Visual Analytics I

Measuring controversy at the Eurovision Song Contest


date

Summerterm 2023

For

Visual Analytics by Kay Schroeder

Discipline

Data Visualisation D3.js Frontend

TLDR

View Project here

Concept

The Eurovision Song Contest has a long history of bringing people together, both in the arena and at home in front of the TV screen. Just as long is the history of its controversies - and it regularly includes the voting system. Since the last rule change in 2016, the winner is decided by two sets between null and douze points by a jury of industry professionals and a televote by regular people at home. In 2023, the discussion de jour centred on this separation, as both votes diverged between front runners Loreen and Käärijä. I had not been personally involved before, so I wondered how regularly that happens and centred my visualisation on it.

Data

As the base for the project, the dataset Eurovision Song Contest Data by Kaggle user ODI6S was used. To reduce the scope, I focused on continuous years with similar rules set, starting at the current year (2016 - 2023) to compare jury and televote that had happened under comparable systems.
As the original data set had not yet been updated to include the 2023 points, the set was augmented using a short Python script using Beautiful Soup.

High Res prototype, made in Adobe XD
Prototype for the Visualisation, using the ESC branding

Design and Mapping

The design is purposefully kept simple and minimal, staying close to the colours of the eurovision.com site for the 2023 season. The interface includes toggle buttons to add and remove specific years and 3 modes to sort the data by: Total Points presents an overview, mapping votes per set against the total number of votes, while Controversy makes it very clear that the people at home and the jury often have different tastes. Finally, Year presents the dots in comparison to other years for each country, giving some hints which countries (Sweden) know how to play the jury and which countries consistently rate so low the Vis needed dither on the X-axis so the nul points do not overlap.
Both votes for each act are represented by a filled or unfilled circle, while the line encodes the difference between both values. Later, I would learn that this visualisation is called a Cleveland Chart, a subtype of the lollipop plot with two groups.
When hovered over, all acts of the active year are highlighted to make comparison easier.
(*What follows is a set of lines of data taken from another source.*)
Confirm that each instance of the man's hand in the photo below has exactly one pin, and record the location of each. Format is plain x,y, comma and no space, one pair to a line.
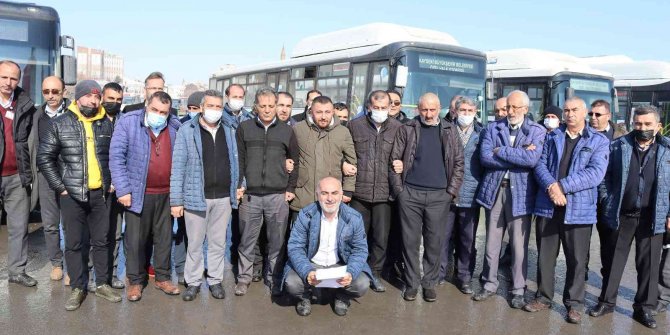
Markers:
125,200
177,211
346,280
311,278
348,169
289,196
397,166
289,165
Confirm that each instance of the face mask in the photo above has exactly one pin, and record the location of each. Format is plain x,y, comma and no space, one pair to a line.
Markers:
112,108
465,120
235,104
156,121
87,111
379,116
212,115
643,135
551,123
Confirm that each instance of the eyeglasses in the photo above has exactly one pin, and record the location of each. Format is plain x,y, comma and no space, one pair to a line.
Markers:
515,108
53,91
591,114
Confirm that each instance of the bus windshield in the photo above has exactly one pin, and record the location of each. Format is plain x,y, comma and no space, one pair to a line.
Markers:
444,74
33,44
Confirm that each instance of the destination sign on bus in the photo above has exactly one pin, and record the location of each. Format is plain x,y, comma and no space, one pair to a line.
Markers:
589,85
434,62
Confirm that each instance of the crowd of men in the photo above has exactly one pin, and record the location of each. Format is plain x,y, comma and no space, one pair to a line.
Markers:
320,190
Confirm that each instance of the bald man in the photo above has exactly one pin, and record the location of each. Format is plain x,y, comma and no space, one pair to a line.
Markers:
53,91
431,156
327,234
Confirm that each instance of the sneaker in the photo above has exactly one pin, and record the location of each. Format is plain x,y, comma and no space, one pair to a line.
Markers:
341,307
76,298
241,289
167,287
56,273
429,295
107,292
304,307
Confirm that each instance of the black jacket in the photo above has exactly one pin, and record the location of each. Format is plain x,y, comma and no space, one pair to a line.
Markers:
373,150
62,154
404,148
262,157
22,127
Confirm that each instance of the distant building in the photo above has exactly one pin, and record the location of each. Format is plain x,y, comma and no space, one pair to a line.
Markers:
98,65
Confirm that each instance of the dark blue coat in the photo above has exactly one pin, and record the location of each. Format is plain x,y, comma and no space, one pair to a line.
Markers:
612,188
515,159
586,171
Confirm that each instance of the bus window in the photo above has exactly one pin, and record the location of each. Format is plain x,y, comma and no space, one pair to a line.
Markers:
358,86
380,76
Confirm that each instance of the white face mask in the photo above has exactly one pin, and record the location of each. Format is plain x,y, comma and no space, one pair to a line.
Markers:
235,104
465,120
379,116
212,115
551,123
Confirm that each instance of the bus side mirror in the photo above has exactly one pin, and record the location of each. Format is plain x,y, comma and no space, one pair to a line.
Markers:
401,75
69,69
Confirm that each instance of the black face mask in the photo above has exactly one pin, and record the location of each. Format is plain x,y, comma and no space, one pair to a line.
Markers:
643,135
88,111
112,108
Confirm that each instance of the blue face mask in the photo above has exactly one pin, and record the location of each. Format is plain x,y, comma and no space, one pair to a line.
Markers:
156,121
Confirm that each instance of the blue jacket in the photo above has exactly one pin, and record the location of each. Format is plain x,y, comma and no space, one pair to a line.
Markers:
473,170
519,161
586,171
230,123
187,180
129,155
352,245
612,188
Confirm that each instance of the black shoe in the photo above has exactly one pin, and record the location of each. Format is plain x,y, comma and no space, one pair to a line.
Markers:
117,283
644,318
341,307
465,288
217,291
410,294
377,286
482,295
304,307
190,293
518,301
600,310
22,279
429,295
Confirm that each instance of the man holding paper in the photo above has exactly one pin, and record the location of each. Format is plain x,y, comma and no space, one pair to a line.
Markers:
327,248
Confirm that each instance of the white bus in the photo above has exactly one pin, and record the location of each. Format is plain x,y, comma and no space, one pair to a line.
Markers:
346,65
548,77
637,82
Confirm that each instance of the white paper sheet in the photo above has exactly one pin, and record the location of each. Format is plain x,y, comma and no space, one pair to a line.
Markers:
329,277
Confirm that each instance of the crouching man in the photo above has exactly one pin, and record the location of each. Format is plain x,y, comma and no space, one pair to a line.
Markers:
327,234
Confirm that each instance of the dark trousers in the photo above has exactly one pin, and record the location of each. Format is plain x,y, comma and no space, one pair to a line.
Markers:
422,214
576,241
86,225
377,220
155,223
647,262
463,223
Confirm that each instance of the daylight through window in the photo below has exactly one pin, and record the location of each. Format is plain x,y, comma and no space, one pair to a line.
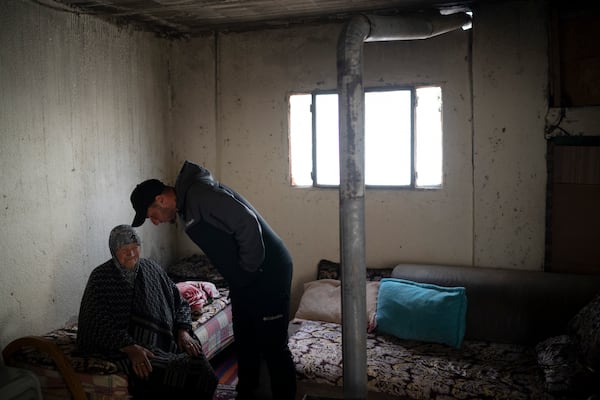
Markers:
403,138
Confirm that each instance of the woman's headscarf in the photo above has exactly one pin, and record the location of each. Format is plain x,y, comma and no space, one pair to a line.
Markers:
120,236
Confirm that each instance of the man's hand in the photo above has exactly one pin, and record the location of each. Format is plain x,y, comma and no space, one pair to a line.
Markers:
140,359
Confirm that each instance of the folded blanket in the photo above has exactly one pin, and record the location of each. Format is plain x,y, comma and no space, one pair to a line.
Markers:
197,294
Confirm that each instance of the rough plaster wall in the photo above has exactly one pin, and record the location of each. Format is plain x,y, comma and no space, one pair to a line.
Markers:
257,70
193,105
510,89
82,118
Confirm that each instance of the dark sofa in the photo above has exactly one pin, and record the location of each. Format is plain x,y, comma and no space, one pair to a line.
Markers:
529,335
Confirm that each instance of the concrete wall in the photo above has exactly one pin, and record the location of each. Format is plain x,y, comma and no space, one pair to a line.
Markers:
88,110
83,116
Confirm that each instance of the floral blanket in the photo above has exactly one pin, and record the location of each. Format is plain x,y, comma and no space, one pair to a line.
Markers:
417,370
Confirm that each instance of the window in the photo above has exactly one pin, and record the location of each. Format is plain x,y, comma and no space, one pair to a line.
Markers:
403,138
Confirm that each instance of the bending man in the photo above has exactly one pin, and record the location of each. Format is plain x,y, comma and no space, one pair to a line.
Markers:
250,256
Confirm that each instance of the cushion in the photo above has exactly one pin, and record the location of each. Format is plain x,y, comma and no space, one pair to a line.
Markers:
422,311
585,328
321,301
331,270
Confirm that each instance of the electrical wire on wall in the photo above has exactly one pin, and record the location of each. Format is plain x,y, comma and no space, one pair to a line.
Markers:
554,129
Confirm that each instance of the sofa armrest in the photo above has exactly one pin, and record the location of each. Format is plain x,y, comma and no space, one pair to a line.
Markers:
47,346
510,305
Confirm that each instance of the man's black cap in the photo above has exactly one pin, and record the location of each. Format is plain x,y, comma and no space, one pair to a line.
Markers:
142,197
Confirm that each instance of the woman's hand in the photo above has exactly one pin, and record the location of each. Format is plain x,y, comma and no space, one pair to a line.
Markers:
188,344
140,359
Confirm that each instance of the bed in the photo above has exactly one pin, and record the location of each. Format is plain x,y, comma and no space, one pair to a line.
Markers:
64,375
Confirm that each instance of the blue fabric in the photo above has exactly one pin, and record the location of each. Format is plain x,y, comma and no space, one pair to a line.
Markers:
421,311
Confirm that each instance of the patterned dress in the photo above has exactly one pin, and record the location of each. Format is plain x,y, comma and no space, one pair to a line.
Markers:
122,307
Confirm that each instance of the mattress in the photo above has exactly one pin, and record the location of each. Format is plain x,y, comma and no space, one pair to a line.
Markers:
100,378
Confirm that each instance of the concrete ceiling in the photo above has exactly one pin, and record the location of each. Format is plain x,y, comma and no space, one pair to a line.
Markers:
195,17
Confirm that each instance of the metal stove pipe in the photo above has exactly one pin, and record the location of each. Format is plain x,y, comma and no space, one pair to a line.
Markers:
352,184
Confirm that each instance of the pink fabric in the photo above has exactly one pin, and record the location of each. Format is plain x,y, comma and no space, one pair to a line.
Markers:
197,293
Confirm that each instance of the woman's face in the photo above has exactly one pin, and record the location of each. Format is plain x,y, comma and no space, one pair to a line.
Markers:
128,255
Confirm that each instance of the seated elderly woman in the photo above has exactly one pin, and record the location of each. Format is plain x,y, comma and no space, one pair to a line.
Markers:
132,313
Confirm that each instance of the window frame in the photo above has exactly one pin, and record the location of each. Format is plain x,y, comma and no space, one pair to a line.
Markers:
412,88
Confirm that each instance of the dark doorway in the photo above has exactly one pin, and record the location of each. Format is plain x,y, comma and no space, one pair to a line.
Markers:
573,205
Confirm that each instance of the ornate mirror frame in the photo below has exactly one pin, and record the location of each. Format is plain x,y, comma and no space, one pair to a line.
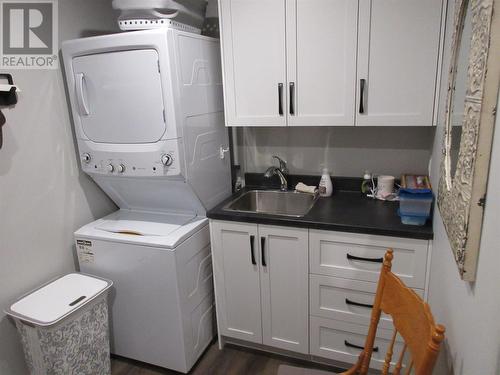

Cleveland Plot Chart of the Results of the ESC 2016-2023
Cleveland Plot of the 2026 Version
Bar Chart Ranking Controversy from left to right
Difference between points - Green bars represent entries that made the Top Ten in their year.
Results of the ESC plotted by country
Nul Points for Germany even in the median, what can I say

Development Delights

It needs to be said that I had no real coding experience prior to this project, and teaching us how to code was not a key objective of the course. I was operating from the general understanding that this is not a thing that I could be any good at, but learning about data visualisation and perception was just interesting enough for me to give it a chance. Within a few weeks, I taught myself the foundations of HTML, CSS and enough JavaScript to build a project that not only works, but builds on the prrof of concept sketch. The visualisation part is carried by D3.js, a library that offers full freedom to create dynamic, interactive SVGs. Additionally, Beautiful Soup was used to add the missing 2023 data that was considered essential to the success of the project.
I cannot understate how little I knew and how determined I was to make it work - I barely knew enough JavaScript to console.log my way through, and I had no idea what a pip was or that I had to install Python first back then. Still, after it was finished, it was clear that this was the thing I wanted to do.
The original code was never uploaded anywhere and subjected to the information is beautiful awards for the category Arts, Entertainment and Culture with screenshots and videos (and it made the shortlist!).